3. Divide the mixture into the desired number of reactions (500 μL final volume).

4. Pre-incubate the mixture for 5 min at 37 °C.

5. Initiate the reaction with the NAPDPH-generating system (0.5 mM NADP⁺, 10 mM glucose 6-phosphate, 2 μg/mL glucose 6-phosphate dehydrogenase) to initiate the reaction. The total volume will be 500 μL.

6. Incubate for 5 min (for 17α-hydroxylation) or 10 min (for lyase reaction) at 37 °C, with gentle shaking.

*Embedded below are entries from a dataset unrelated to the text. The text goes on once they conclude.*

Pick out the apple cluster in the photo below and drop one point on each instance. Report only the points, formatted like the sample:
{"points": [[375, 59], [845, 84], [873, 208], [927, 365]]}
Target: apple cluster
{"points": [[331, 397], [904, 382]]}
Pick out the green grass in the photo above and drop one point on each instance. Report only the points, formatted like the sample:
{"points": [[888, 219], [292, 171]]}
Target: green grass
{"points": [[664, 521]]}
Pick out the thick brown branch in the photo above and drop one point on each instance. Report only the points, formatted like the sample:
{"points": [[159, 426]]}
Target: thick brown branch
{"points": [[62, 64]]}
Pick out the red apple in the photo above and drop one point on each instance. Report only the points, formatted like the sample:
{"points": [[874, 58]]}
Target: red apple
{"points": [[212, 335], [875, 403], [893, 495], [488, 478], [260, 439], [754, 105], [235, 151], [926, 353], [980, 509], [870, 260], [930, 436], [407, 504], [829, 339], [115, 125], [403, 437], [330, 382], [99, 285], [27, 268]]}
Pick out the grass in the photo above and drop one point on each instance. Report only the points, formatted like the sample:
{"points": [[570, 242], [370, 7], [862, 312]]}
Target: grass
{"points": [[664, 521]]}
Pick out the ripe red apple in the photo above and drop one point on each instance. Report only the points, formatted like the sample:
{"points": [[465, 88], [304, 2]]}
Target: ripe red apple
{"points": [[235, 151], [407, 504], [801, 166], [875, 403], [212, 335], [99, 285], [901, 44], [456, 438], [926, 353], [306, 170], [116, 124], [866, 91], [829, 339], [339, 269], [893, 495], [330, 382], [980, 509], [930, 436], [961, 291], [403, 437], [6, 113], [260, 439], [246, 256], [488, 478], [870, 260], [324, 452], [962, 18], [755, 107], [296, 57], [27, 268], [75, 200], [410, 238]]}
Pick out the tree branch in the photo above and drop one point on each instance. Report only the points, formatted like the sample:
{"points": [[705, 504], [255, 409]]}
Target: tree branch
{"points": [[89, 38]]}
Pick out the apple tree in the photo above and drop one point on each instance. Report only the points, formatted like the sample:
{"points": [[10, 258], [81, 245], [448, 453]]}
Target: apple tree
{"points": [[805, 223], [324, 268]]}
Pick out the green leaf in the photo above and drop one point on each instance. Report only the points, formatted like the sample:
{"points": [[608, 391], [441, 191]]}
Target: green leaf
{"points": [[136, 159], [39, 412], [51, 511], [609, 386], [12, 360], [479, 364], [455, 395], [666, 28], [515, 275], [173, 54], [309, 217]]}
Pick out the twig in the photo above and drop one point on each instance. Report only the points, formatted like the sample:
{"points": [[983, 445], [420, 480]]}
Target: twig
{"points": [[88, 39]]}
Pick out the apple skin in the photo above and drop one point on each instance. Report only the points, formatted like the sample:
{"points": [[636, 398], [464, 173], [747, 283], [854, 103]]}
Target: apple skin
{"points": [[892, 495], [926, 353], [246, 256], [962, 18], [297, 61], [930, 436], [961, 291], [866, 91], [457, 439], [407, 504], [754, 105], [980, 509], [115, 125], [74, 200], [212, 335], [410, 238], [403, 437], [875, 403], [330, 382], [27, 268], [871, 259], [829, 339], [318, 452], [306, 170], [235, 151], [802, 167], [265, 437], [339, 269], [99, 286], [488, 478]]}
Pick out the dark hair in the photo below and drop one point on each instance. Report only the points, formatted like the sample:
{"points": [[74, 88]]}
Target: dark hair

7. Quench the reaction by addition of 2.0 mL of organic solvent (ethyl acetate or CH₂Cl₂). Vortex vigorously to stop the enzymes.

8. Transfer the majority of the organic layer (measured, e.g. 0.8 out of 1.0 mL) into a separate glass test tube and dry under a stream of N₂ gas.

9. For Δ⁴ steroid reactions, dissolve the residue in 100 μL of a CH₃CN/H₂O (1/1, v/v) mixture and analyze by HPLC as described below. For Δ⁵ steroid reactions, convert them into Δ⁴ steroids with cholesterol oxidase (Gonzalez & Guengerich, 2017; Kim et al., 2021) or derivatize them with dansylhydrazine, as described later.

4. Assay methods

4.1. Gas chromatography (GC)

Although some steroids can be analyzed by GC, in most cases derivatization is employed for GC and GC–MS analysis (Knapp, 1979). Procedures for preliminary separation of steroids by TLC and formation of silyl ethers has been used for analyzing these steroids (Kirschner & Lipsett, 1963), using a simple argon electron capture detector (Vandenheuvel et al., 1962). A more modern approach involves the use of a mass spectrometer as a detector and heavy isotope internal standards, but GC is a rather laborious process and has been largely replaced by HPLC methods.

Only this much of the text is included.